Excerpt from Linda Danz's collection of short stories: Breath Visible, published by Bookbaby, December 2017

Plums (second excerpt)

They were multi-faceted glass ornaments, Guillermo and Liza, artfully contrived to reflect the secreted desires of their crowd—those followers who goaded them in their exploits, parroting less brazenly their shameless moves, before malice set in.

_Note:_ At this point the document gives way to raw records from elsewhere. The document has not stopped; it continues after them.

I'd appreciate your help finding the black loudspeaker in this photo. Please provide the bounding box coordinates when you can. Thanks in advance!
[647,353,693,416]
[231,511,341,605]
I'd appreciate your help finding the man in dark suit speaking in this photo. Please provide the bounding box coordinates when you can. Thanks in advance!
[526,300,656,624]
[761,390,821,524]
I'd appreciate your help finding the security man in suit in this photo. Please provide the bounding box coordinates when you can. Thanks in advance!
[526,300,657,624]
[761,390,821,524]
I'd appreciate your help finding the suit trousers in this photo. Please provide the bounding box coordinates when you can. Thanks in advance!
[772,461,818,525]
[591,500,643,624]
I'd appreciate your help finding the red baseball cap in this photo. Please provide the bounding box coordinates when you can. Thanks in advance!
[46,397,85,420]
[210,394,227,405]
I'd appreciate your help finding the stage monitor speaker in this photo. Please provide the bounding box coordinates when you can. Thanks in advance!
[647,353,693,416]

Guillermo Glas Flores. Everyone called him Guy. He was mongrel, rock-star lean, not as tall as he appeared. His accent was Dutch but he was often taken for a “dese, dem and dose” guy. Sometimes he sounded more like a native New Yorker than Liza. He glowered from Spanish eyes that penetrated a conversation like hot coals and made you think he towered above everyone else in the room. Black suited him. His unruly hair, as sleek as obsidian, sprang from his head like a nest of severed ravens’ wings. He wore black t-shirts that had faded to soot and fit him like a second skin. He walked oddly upright, suffocated by tight leather pants that left his permanent ass-print on the plastic seats of her white kitchen chairs. Guy’s feet were crimped into a weary pair of black lizard Tony Lamas—toes pointed heavenward—exaggerating his naughty elf persona. The boots gave way to frayed espadrilles in blistering New York summers. Nearly year-round, he wore a vintage leather motorcycle jacket. The waist was too high and the arms too long. Discarded after an overlong, dissolute evening, it lay like a spent doppelgänger, unable to shed Guy’s form.

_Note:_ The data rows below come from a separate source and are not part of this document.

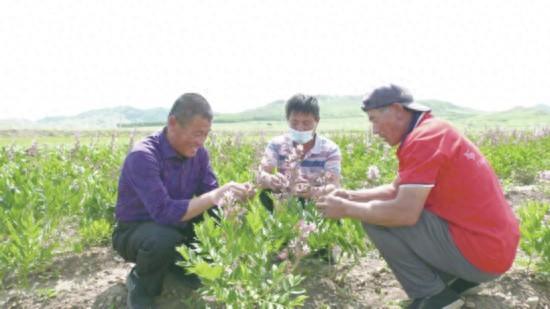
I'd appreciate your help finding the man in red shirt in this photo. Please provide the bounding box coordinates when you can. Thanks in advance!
[317,85,519,308]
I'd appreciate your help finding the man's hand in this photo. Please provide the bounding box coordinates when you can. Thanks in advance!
[311,184,338,199]
[330,189,353,200]
[292,178,312,198]
[211,181,256,205]
[315,193,347,219]
[259,172,288,191]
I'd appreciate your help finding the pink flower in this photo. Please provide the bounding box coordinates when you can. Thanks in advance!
[367,165,380,181]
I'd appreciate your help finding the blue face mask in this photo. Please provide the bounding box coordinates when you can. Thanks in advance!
[289,128,313,144]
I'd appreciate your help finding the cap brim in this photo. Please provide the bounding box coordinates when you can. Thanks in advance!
[403,102,432,112]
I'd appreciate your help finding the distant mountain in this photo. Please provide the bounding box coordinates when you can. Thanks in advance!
[0,95,550,129]
[214,95,484,123]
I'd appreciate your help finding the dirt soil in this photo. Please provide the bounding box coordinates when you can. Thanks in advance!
[0,184,550,309]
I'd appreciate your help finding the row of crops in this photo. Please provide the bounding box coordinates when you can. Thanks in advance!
[0,130,550,306]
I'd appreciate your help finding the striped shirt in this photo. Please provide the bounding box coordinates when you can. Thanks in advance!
[262,134,342,183]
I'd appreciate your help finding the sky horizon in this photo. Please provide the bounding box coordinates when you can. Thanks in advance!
[0,0,550,120]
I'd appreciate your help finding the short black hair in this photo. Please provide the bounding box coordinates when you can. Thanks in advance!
[285,93,319,121]
[168,93,214,126]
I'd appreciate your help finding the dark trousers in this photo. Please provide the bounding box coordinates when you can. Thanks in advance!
[113,221,195,296]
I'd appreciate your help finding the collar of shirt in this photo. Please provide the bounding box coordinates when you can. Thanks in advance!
[159,127,185,161]
[401,112,430,144]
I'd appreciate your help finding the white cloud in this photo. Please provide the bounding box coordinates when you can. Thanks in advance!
[0,0,550,119]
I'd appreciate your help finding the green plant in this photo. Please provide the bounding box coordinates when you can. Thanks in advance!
[518,201,550,273]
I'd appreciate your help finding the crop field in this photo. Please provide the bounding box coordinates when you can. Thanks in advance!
[0,129,550,308]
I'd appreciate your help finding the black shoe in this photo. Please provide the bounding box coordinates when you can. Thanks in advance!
[449,278,479,295]
[126,269,154,309]
[407,287,464,309]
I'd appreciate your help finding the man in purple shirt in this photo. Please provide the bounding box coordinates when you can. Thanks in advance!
[113,93,252,308]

Liza’s everyday look favored Timberland boots, jeans and flannel shirts, offering the element of surprise when a lover discovered a penchant for fishnet teddies and satin underwear on a softly rounded body. Guy ribbed her about her monolingualism. Typical American, he said. She’d fire back, “That’s why God invented subtitles.” Her fine, long and naturally white-blonde hair lay braided into a tender rope that drooped across her shoulder. With their heads pressed together over his desk, one might think of them as night and day.

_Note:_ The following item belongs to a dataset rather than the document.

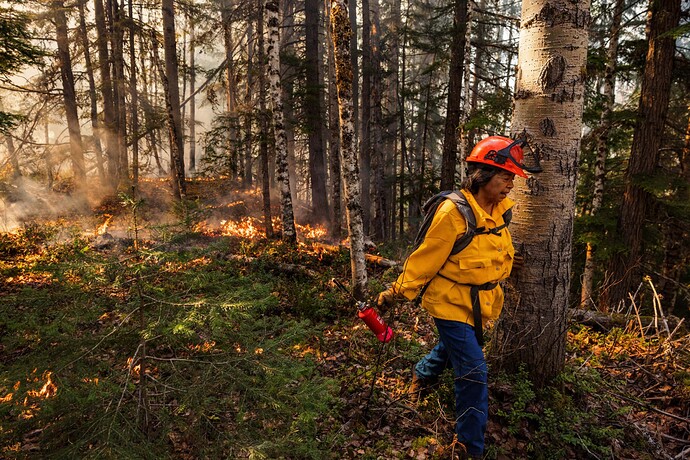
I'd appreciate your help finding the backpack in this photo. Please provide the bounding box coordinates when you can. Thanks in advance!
[412,191,513,255]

Liza usually called him Guy. She called him Dingo when she loved him, Guillermo when she loved him less.
Guy’s heritage was star-worthy. Hundreds of years, it seemed, of writers and artists, architects and musicians. His maternal Dutch side included celebrated stained-glass artists whose colorful windows illuminated stark clapboard churches in New England. A reclusive Spanish father penned darkly political plays and novels in Paris, far from Guy’s mother in New Hampshire.
Liza knew little of her own family’s history. There were uncles she’d heard about, French Canadians. Uncle Ti Jean and Uncle Ti Pierre who were rumored to be fur thieves and who skulked about a great aunt’s drafty Victorian in Lowell, Massachusetts. The Irish and Scottish element might have been only slightly more praiseworthy and less alcoholic. On her father’s side was an unyielding wall of Christian Fundamentalists.

The friends had met in an overheated loft space in Chelsea, where they designed and produced a small activist newspaper. They passed coke-fueled all-nighters alongside raffish young journalists with an unquenchable thirst for drugs, alcohol and the blood of the Establishment. The smell of hot wax permeated the art department and did nothing to conceal traces of marijuana coming from the camera room. Pay was poor but their artistic lives were rich. It was before the impending rise of the cost of everything and the need to find a way to make more and subsist on less. It was the best time of their lives.